Who the fuck is Frost?
Local Jerseyan

Bending Unit
***
« Reply #193 on: 01-05-2005 17:31 »

 
Quote
Originally posted by TheLampIncident:
 Who the fuck is Frost?


"I'M Robert Frost!"

But yeah, hate to say it, it sounds like "The Road Not Taken" ( http://www.ketzle.com/frost/roadnot.htm )in that one line, even if it's unconscious. That stuff happens to a lot of lyricists, so don't sweat it.
~FazeShift~

Moderator
DOOP Ubersecretary
**
« Reply #194 on: 01-05-2005 19:46 »

So there was this a Ninja right? And he was all like, "I'm so strong and fast and I'm gonna kick your ass", and I was like, "Yeah, bring it on then Dress-boy!' And then he did this funky thing with his hands. Kinda Like "Swoosh, Swoosh" and the next thing I know I'm lying in this ditch with a newspaper plastered to my face. As you would expect I was surprised. I was even more surprised when I found that I was lying on that Ninja guy. Turns out we got hit by a truck and dumped off in the middle nowhere.

And that is how I got my Banjo back.
Spacedal11

Space Pope
****
« Reply #195 on: 03-11-2005 21:44 »
« Last Edit on: 03-11-2005 21:44 »

Screenplay! Screenplay! Spacedal's making a screenplay! I am bored so I'm posting what I think the trailer would be. It's a horror movie and I'm only saying Emily Browning cause I want her to be in the movie.

Blank screen.
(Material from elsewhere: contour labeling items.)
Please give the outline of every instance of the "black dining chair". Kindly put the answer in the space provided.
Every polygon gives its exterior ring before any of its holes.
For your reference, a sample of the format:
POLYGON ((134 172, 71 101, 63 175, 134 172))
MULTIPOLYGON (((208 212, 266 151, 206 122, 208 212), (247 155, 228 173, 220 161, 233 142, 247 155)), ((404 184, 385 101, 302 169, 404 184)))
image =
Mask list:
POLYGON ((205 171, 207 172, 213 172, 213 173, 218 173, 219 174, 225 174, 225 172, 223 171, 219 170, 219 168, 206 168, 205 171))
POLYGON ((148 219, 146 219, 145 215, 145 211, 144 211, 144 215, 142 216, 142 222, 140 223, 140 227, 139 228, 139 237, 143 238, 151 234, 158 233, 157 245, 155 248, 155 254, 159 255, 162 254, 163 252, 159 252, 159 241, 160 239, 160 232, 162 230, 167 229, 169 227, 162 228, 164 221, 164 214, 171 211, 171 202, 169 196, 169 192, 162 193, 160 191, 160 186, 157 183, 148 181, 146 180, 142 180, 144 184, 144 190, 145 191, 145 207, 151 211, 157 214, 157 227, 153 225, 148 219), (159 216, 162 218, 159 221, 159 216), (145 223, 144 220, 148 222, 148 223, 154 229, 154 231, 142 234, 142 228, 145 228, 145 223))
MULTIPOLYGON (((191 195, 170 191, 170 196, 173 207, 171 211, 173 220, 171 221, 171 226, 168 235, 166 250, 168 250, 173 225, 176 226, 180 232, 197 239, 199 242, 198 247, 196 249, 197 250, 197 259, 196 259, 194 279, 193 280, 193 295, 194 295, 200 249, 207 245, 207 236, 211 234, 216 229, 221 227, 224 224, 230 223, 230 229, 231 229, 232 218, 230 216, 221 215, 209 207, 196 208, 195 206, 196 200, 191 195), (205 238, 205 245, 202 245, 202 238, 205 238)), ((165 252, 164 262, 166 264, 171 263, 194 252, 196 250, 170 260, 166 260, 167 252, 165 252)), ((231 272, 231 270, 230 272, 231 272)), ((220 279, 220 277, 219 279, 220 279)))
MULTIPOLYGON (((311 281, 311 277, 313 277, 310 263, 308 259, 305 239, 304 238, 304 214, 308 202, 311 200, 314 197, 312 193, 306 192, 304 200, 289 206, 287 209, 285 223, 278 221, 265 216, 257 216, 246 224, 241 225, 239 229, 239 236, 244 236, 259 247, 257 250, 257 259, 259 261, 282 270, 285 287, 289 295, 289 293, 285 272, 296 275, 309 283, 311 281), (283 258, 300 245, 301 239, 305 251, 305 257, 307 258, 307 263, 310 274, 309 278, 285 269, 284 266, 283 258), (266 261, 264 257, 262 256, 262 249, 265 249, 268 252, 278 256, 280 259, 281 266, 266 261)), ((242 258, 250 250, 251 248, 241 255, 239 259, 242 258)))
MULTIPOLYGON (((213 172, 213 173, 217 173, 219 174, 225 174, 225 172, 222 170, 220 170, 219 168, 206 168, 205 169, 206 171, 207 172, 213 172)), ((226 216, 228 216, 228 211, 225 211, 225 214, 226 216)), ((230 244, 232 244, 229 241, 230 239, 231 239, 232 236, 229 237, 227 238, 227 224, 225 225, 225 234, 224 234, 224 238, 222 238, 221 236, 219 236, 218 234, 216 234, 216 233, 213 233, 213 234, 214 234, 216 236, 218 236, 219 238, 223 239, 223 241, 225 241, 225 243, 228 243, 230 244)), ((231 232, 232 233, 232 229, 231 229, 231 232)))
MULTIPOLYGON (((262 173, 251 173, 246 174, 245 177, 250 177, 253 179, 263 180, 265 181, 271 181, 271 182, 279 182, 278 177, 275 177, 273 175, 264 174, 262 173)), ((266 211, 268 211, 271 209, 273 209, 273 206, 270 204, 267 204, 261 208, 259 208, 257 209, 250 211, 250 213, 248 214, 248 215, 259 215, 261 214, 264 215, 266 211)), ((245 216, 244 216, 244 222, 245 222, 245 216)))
A young girl's voice comes on.

Girl: Ever feel like your life couldn't be any worse than it is?

Scene flashes several frames of a person running.

Girl: Ever feel like you just want to take out everyone?

Scene flashes several frames of a girl screaming as she looks on to something.

[Beat] Scene shows a close up of, Emily Browning with long straight hair.

Browning: Ever had your sister return from the dead to kill you?

[Beat] Than scenes of Browning and others running and screaming. Than there's a quick flashes and you see a woman with a long bloody knife like Michael Myers' and messy hair where you can only see the outline of her eye is walking towards the camera.

Browning: You don't know anything.

Tilly in italic red letters appears, followed by the date. Last scene shows Browning from the final act bruised and cut looking around.

Browning: Matilda, come and get me....

And scene.
~FazeShift~

Moderator
DOOP Ubersecretary
**
« Reply #196 on: 03-11-2005 22:09 »

How can you have any trailer without the stars of the movie?  :confused:
Disco Pirate Frisbee Badgers?!? HELLO??
Spacedal11

Space Pope
****
« Reply #197 on: 03-11-2005 23:20 »

Good question. I know I want Emily Browning. But than this is just a working process. And that was just what I was thinking of. I don't know use your imagination. I was just bored though.
M0le

Space Pope
****
« Reply #198 on: 03-11-2005 23:49 »

Oh no you don't Spacedal. We're not giving you permission to use Emily Browning.
Spacedal11

Space Pope
****
« Reply #199 on: 03-12-2005 00:12 »

Give me a reason and I'll most likely go with it.